Setting Up a GDPR-Compliant Contact Form: What You Need to Get Right
A contact form is one of the most common ways a website collects data – which is exactly why data protection regulators pay close attention to it. The moment a user enters their name or email address, you are processing personal data, and the GDPR applies. The good news: a legally sound form is not rocket science. You just need to implement a handful of core principles properly. We'll walk you through what matters – honestly, without scaremongering, and without selling you things you don't need.
1. Data Minimisation: Only Ask for What You Actually Need
The most important principle of the GDPR is data minimisation. You may only collect data that is genuinely necessary for the purpose – in this case, getting in touch. In practice, that means:
- An email address or phone number is usually enough to reply.
- Keep mandatory fields to a minimum. Clearly mark optional fields as voluntary.
- Skip fields such as date of birth, full postal address or company size if they aren't needed for an initial response.
Every unnecessary field is a potential risk – and it puts prospects off too. Less is better here, both legally and from a conversion perspective.
2. Legal Basis and Consent
You need a legal basis for the processing. For a plain contact form, that is usually your legitimate interest (Art. 6(1)(f) GDPR) or the steps prior to entering into a contract (lit. b) when someone requests a quote. A separate consent checkbox is not strictly required for this – a mandatory tick box can actually be problematic.
It's a different story if you want to use the data beyond simply replying, for example for a newsletter. In that case you need separate, voluntary and un-pre-ticked consent. Never mix the two. What is mandatory, however, is a clearly visible reference to your privacy policy right next to the form – for example a sentence stating that the details are processed to handle the enquiry and that the full information can be found in the privacy policy.
3. Transparency: The Privacy Policy Must Match
Your privacy policy must describe precisely what happens to the form data. That includes:
- The purpose of the processing (handling the contact enquiry).
- The legal basis you are relying on.
- The retention period or the criteria for it – enquiries should be deleted once they are resolved and no statutory retention periods still apply.
- A reference to data subject rights (access, erasure, objection).
- Any named recipients or processors, if third parties are involved.
A boilerplate privacy policy that doesn't even mention the form won't help you. It has to reflect the technology you actually use.

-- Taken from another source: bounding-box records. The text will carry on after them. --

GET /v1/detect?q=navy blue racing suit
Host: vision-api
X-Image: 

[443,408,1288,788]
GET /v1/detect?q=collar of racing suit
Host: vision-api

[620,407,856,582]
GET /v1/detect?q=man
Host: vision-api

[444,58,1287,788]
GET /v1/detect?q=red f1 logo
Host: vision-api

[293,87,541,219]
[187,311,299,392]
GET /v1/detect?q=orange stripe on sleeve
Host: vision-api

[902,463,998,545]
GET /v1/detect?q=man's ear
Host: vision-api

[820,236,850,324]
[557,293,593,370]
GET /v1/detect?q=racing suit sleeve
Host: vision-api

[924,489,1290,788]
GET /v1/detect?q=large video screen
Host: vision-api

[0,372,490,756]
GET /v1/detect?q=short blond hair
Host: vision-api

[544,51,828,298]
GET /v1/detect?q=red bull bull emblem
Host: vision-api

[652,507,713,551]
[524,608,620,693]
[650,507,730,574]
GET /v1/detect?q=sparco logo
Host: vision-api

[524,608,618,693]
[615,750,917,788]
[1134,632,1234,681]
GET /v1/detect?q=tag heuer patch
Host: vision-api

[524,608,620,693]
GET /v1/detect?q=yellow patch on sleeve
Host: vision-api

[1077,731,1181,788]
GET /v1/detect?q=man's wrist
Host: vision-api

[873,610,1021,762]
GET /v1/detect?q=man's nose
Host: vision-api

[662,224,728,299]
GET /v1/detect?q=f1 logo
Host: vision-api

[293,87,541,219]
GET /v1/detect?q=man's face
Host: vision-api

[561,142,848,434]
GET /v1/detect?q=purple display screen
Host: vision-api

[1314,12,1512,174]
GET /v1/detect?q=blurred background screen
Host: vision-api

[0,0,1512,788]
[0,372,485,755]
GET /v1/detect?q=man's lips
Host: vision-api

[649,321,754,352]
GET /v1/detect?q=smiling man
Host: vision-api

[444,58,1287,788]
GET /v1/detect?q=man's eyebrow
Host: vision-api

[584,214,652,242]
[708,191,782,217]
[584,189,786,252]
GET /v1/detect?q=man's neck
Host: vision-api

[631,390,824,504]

4. Technical Security: Encryption Is Mandatory
The GDPR requires appropriate technical measures. For a contact form, that primarily means:
- HTTPS/SSL is non-negotiable. Form data must never travel across the network unencrypted. A valid SSL certificate is available free of charge today – there's no excuse for running without one.
- The data should be processed on a server in the EU or with a provider that has a GDPR-compliant contract in place.
- Basic spam protection guards against abuse. Favour data-minimising options such as a honeypot field; with external services like captchas, check whether they themselves transfer data to third countries.
5. Keep an Eye on Data Processing Agreements
As soon as an external service provider processes form data – say an email delivery service, a third-party form plugin or your hosting company – you usually need a data processing agreement (DPA). This is an often-overlooked point. If your form simply sends the entries by email to your own inbox and runs on your own server, you keep the data chain lean. That's exactly why we prefer to build forms in a way that involves as few third parties as possible.
6. Common Mistakes We See Again and Again
- A mandatory checkbox saying "I agree to the privacy policy" – legally questionable, because consent has to be voluntary.
- No SSL or an expired certificate.
- Form data ending up unfiltered in a cloud tool with no DPA.
- A privacy policy that doesn't mention the form.
- Enquiries that are never deleted and pile up in the inbox for years.
Our Experience in Practice
We run seven of our own brands in production – from an accessibility scanner and a product portal to several SaaS applications. Every one of these sites has contact or enquiry forms, and we've learned that the most data-minimising and technically simplest solution is almost always the safest one legally too. A GDPR-compliant form isn't a cost factor; it's simply solid web development. One thing to keep in mind: this guidance is well-founded orientation, but in case of doubt it does not replace individual legal advice – especially with sensitive data or complex processing chains, having a data protection officer take a look pays off.